Cutting Off Other Pathways to Rule of Reason

Finally, the problem identified here is potentially broader than the three examples involving intermediaries to effectuate a price- or wage-fixing conspiracy. For example, judicial precedent in Board of Regents prescribed that certain wage-fixing cases involving student-athletes be adjudicated under the rule of reason. As Ted Tatos and I explained in a recent law review piece, the Court declined to apply the per se rule based on Judge Bork’s logic that some activities (e.g., the length of a half) require coordination for the product to exist (e.g., league sports); the Court reasoned that when some ancillary restraint(s) exist, then any challenged restraint, even if not ancillary, must be adjudicated under the rule of reason. As a result, the district courts in O’Bannon and Alston had to entertain various specious arguments that the NCAA and its experts advanced to cast doubt on the cartel’s market power and posit various “procompetitive justifications” for its plainly anticompetitive conduct. This unfortunate state of affairs was recognized by Judge Milan Smith in his Ninth Circuit Alston concurrence: “I write separately to express concern that the current state of our antitrust law reflects an unwitting expansion of the Rule of Reason inquiry in a way that deprives the young athletes in this case (Student-Athletes) of the fundamental protections that our antitrust laws were meant to provide them.”).

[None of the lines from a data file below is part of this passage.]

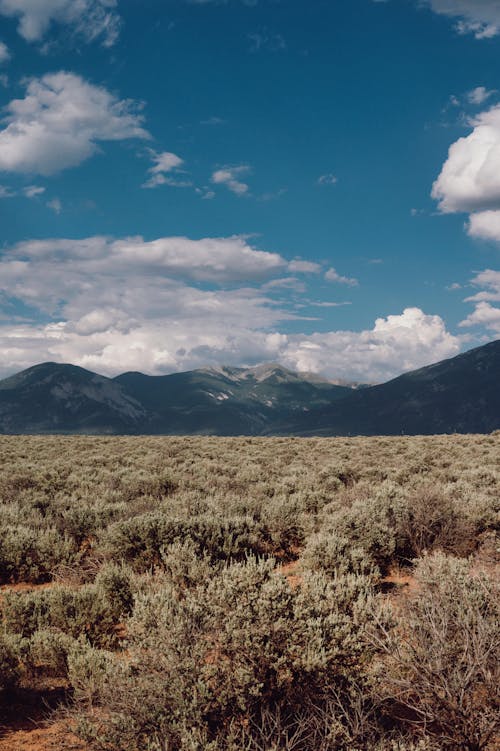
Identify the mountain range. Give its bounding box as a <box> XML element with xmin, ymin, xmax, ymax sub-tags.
<box><xmin>0</xmin><ymin>341</ymin><xmax>500</xmax><ymax>436</ymax></box>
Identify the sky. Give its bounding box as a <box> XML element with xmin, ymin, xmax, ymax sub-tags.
<box><xmin>0</xmin><ymin>0</ymin><xmax>500</xmax><ymax>383</ymax></box>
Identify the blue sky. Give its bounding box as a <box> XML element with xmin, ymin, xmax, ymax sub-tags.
<box><xmin>0</xmin><ymin>0</ymin><xmax>500</xmax><ymax>382</ymax></box>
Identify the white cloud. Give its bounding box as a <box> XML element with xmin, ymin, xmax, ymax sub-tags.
<box><xmin>465</xmin><ymin>269</ymin><xmax>500</xmax><ymax>302</ymax></box>
<box><xmin>0</xmin><ymin>72</ymin><xmax>149</xmax><ymax>175</ymax></box>
<box><xmin>23</xmin><ymin>185</ymin><xmax>45</xmax><ymax>198</ymax></box>
<box><xmin>466</xmin><ymin>86</ymin><xmax>497</xmax><ymax>105</ymax></box>
<box><xmin>467</xmin><ymin>211</ymin><xmax>500</xmax><ymax>242</ymax></box>
<box><xmin>0</xmin><ymin>42</ymin><xmax>10</xmax><ymax>65</ymax></box>
<box><xmin>47</xmin><ymin>198</ymin><xmax>62</xmax><ymax>214</ymax></box>
<box><xmin>423</xmin><ymin>0</ymin><xmax>500</xmax><ymax>39</ymax></box>
<box><xmin>284</xmin><ymin>308</ymin><xmax>460</xmax><ymax>383</ymax></box>
<box><xmin>142</xmin><ymin>151</ymin><xmax>186</xmax><ymax>188</ymax></box>
<box><xmin>318</xmin><ymin>172</ymin><xmax>338</xmax><ymax>185</ymax></box>
<box><xmin>432</xmin><ymin>106</ymin><xmax>500</xmax><ymax>213</ymax></box>
<box><xmin>0</xmin><ymin>0</ymin><xmax>120</xmax><ymax>47</ymax></box>
<box><xmin>0</xmin><ymin>185</ymin><xmax>45</xmax><ymax>198</ymax></box>
<box><xmin>0</xmin><ymin>237</ymin><xmax>460</xmax><ymax>381</ymax></box>
<box><xmin>288</xmin><ymin>259</ymin><xmax>321</xmax><ymax>274</ymax></box>
<box><xmin>459</xmin><ymin>302</ymin><xmax>500</xmax><ymax>334</ymax></box>
<box><xmin>325</xmin><ymin>268</ymin><xmax>358</xmax><ymax>287</ymax></box>
<box><xmin>212</xmin><ymin>164</ymin><xmax>250</xmax><ymax>196</ymax></box>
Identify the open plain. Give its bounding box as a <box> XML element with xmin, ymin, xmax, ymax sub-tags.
<box><xmin>0</xmin><ymin>433</ymin><xmax>500</xmax><ymax>751</ymax></box>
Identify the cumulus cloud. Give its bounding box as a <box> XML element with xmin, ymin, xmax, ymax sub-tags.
<box><xmin>459</xmin><ymin>302</ymin><xmax>500</xmax><ymax>334</ymax></box>
<box><xmin>0</xmin><ymin>237</ymin><xmax>460</xmax><ymax>381</ymax></box>
<box><xmin>0</xmin><ymin>0</ymin><xmax>120</xmax><ymax>47</ymax></box>
<box><xmin>142</xmin><ymin>151</ymin><xmax>186</xmax><ymax>188</ymax></box>
<box><xmin>0</xmin><ymin>42</ymin><xmax>10</xmax><ymax>65</ymax></box>
<box><xmin>212</xmin><ymin>164</ymin><xmax>250</xmax><ymax>196</ymax></box>
<box><xmin>465</xmin><ymin>269</ymin><xmax>500</xmax><ymax>302</ymax></box>
<box><xmin>288</xmin><ymin>259</ymin><xmax>321</xmax><ymax>274</ymax></box>
<box><xmin>423</xmin><ymin>0</ymin><xmax>500</xmax><ymax>39</ymax></box>
<box><xmin>466</xmin><ymin>86</ymin><xmax>497</xmax><ymax>105</ymax></box>
<box><xmin>325</xmin><ymin>268</ymin><xmax>358</xmax><ymax>287</ymax></box>
<box><xmin>284</xmin><ymin>308</ymin><xmax>460</xmax><ymax>382</ymax></box>
<box><xmin>0</xmin><ymin>72</ymin><xmax>149</xmax><ymax>175</ymax></box>
<box><xmin>47</xmin><ymin>198</ymin><xmax>62</xmax><ymax>215</ymax></box>
<box><xmin>432</xmin><ymin>105</ymin><xmax>500</xmax><ymax>240</ymax></box>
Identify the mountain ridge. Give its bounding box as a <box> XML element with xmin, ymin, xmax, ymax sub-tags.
<box><xmin>0</xmin><ymin>340</ymin><xmax>500</xmax><ymax>436</ymax></box>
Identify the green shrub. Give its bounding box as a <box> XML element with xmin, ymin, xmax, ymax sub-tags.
<box><xmin>301</xmin><ymin>532</ymin><xmax>380</xmax><ymax>581</ymax></box>
<box><xmin>0</xmin><ymin>633</ymin><xmax>20</xmax><ymax>691</ymax></box>
<box><xmin>376</xmin><ymin>553</ymin><xmax>500</xmax><ymax>751</ymax></box>
<box><xmin>106</xmin><ymin>513</ymin><xmax>264</xmax><ymax>571</ymax></box>
<box><xmin>72</xmin><ymin>560</ymin><xmax>380</xmax><ymax>750</ymax></box>
<box><xmin>0</xmin><ymin>526</ymin><xmax>74</xmax><ymax>584</ymax></box>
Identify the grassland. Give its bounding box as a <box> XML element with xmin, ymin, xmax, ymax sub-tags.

To address cases such as these, Congress could revisit the “ancillary restraint” exemption in cases involving horizonal rivals, which as noted above in Deslandes v. McDonald’s, also moves cases outside of per se treatment. A defendant in a single-firm monopoly or monopsony case could still invoke the ancillary restraint defense. But multiple horizontal defendants in an alleged price- or wage-fixing scheme would be barred from asserting that the restraint was essential for the main or any lawful business purpose to succeed.